| HN Mirror

Y	Hacker News new \| ask \| show \| jobs

by PaulHoule 965 days ago

It's a big question on my mind now. I am thinking about adding something to my YOShInOn RSS reader that picks up articles from, say, ScienceX, looks up original sources, automatically tests that if papers are open access and gives me the tools to quickly make a judgement call about what kind of link to share on what platform. In the immediate term this will be done after the system chooses articles to show me (about 5-10% of the articles it ingests) but someday it might be done before that.

There is the question of what my judgement is and the question of what your judgement is. The primary selection process (that shows me articles) is great right now, I am upvoting maybe 220 articles out of 300 in a cycle. I pick out links to post to HN and I am currently adding links to the queue faster than I am posting them which means I can definitely raise the quality of what I post but the definition of "quality" is where I get stuck. It has all sorts of factors such as a lack of annoyingness (I hate those cookie popups but there is a lot of good news behind them) but there are also articles that look really good to me at first (I like what they set out do) but then what I look at them again I realize they didn't accomplish what they set out do.

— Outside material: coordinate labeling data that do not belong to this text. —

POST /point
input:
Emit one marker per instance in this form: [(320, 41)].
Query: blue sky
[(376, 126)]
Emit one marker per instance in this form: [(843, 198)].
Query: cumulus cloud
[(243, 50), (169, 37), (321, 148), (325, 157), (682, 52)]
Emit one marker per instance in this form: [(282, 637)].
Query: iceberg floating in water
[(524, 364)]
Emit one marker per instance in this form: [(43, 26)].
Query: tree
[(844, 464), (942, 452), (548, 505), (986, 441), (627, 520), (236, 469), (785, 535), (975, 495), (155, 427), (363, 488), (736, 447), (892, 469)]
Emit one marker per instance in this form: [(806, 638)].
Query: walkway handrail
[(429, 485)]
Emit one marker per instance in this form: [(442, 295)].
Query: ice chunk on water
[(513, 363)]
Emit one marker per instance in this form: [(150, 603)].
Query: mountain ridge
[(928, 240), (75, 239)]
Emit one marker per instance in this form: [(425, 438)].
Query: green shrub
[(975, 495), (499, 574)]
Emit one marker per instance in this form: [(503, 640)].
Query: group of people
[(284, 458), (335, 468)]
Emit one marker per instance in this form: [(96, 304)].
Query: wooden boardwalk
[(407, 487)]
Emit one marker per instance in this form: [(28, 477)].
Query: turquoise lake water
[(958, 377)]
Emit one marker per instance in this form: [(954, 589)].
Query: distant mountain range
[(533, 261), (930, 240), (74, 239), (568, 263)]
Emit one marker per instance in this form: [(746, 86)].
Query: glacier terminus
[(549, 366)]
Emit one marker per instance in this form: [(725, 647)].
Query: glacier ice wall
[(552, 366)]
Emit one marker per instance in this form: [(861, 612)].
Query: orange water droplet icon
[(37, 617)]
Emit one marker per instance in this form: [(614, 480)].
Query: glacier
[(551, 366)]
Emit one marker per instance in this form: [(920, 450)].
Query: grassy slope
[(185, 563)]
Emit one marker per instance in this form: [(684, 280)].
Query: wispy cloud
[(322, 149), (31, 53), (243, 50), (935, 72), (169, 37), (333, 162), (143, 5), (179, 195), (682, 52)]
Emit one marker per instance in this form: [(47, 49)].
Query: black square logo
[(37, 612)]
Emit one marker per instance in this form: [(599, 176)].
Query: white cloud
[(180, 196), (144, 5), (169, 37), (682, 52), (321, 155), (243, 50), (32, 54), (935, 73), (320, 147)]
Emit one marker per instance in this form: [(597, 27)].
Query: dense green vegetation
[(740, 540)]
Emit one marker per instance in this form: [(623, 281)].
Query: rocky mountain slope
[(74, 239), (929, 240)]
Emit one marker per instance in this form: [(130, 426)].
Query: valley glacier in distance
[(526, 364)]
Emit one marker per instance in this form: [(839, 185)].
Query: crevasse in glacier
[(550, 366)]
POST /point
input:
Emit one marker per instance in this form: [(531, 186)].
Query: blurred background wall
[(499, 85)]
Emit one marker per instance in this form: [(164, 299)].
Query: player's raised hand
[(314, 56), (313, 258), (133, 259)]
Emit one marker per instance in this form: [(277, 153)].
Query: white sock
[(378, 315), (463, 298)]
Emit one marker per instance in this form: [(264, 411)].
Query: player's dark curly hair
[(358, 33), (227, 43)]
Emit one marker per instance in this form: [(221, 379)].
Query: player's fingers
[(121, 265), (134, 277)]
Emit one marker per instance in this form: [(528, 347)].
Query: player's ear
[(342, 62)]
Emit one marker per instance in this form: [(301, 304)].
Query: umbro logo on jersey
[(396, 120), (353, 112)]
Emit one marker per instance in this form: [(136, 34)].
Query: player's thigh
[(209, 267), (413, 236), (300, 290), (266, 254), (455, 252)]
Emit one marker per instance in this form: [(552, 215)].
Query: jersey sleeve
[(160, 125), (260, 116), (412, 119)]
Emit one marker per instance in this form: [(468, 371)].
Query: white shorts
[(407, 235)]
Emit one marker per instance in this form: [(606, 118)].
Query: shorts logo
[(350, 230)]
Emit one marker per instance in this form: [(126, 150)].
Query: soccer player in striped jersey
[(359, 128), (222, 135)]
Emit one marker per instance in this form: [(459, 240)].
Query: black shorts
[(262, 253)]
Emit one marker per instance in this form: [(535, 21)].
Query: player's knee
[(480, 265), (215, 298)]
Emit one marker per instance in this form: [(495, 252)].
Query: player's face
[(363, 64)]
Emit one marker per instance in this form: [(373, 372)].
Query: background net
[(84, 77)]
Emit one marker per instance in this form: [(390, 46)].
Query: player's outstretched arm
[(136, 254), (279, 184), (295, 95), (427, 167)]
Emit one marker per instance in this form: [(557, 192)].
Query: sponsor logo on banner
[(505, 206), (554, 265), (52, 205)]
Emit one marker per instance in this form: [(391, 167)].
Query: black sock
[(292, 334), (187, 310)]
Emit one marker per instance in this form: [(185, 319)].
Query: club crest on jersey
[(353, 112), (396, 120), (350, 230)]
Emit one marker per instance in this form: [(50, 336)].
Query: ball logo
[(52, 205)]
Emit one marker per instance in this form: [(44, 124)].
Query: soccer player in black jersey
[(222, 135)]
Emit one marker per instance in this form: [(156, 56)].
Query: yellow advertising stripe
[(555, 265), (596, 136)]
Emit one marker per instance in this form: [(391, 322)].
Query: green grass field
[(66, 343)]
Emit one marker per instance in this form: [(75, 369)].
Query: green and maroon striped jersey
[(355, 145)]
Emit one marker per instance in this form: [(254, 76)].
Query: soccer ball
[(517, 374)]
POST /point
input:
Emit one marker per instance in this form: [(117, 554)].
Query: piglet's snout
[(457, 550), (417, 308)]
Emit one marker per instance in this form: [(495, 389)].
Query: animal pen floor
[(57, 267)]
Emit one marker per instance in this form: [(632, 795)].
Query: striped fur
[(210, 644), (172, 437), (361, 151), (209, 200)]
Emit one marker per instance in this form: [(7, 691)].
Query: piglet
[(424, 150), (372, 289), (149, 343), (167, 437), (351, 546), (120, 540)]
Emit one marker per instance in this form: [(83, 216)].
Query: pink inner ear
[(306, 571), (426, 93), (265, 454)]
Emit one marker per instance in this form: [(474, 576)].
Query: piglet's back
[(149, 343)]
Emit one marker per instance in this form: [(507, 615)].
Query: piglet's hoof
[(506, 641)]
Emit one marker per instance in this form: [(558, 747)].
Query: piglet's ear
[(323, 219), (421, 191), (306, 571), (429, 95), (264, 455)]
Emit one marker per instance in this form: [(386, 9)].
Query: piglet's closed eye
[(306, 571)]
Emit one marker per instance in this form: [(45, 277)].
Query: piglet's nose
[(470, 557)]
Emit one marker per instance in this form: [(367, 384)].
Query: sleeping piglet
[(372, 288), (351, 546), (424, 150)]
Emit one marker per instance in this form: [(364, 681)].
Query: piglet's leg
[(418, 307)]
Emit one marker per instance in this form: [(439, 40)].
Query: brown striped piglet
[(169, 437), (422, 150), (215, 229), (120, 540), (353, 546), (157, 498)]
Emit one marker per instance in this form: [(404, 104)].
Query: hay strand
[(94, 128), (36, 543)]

I do think votes and comments are worth something, but I also know that I could get more of both by posting clickbait articles. On one level I want to post things that are enlightening, boy I get frustrated that y'all just don't care about robotics or chemical recycling of polymers or Arduino projects. (Though my real secret ambition is to get a #1 post about sports...)

Somehow I want to pose the problem of posting to HN, Mastodon, etc. as a sequential recommendation problem which means I have to back and look at all the papers on the subject that YOShInOn has collected for me. Also I am likely to put some more work into "quality models", particularly a stacked model for predicting votes if not comments on HN articles, a broad topic model based on data from Tildes (is is sports? music? science?) and particularly sentiment models.

That last one is on my mind because I'm thinking about the emotional tone of what I post to Mastodon, some days I think I should just stick to posting flower photos because they get good engagement, but past the people who are calling everybody a "fascist" that get amplified there is a "silent majority" of people on Mastodon who try to avoid the news and other inflaming topics so I am torn between being unrelentingly positive or trying to balance out positive and negative articles to make a more appealing feed to the good people of Mastodon. It would probably be 2-3 days of labeling work to make a sentiment model but if I had to find and categorize 5000 angry toots it would kill me, but I am thinking now about grading my own posts (what the system is going to do inference on anyway) and also grading high-engagement and predicted high-engagement submissions to HN to make a model that finds high-engagement posts that aren't clickbait.